Thème 5 L’ALPHABET par Chantal T.
A comme Atelier
Ancien français : astelle, éclats de bois, du latin astula
Éclat de bois, éclat de voix, éclat de rire...
Création, chiffons, peintures, écriture,
Mais aussi, aujourd’hui, au fond des caves,
Dans des quartiers douteux, clandestins sont les ateliers.
Clans mafieux et destin des sans-papiers,
Qui jours après nuits, pour un bol de riz,
Piquent à la machine à longueur de tissus,
Dans ces ateliers cachés au fond des cours,
Dans des quartiers pouilleux.
À la RATP,
Pendant des dizaines d'années,
Aurait-on vu dame en bleu de chauffe
Sous un métro à réparer ?
Bonne foi d'un ouvrier : jamais.
Et cependant, petits pas par petits pas,
Elle est entrée dans l'atelier.
B comme Beautés d'hier et d'aujourd'hui
À l'école, on apportait des feuilles en automne, un bouton d'or, une marguerite au printemps, des fruits, des légumes selon la saison...

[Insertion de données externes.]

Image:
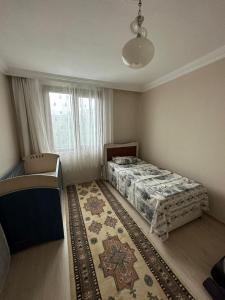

Ces jours-là étaient différents des autres. On observait sa récolte ou sa cueillette. On trempait les pinceaux dans la gouache. Peindre une nature morte de carottes, poireaux, navets, pommes de terre devait être un moment de beauté puisque je m'en souviens. Des légumes qui dansaient ailleurs que dans I'assiette en tout petits morceaux, comme c'était beau !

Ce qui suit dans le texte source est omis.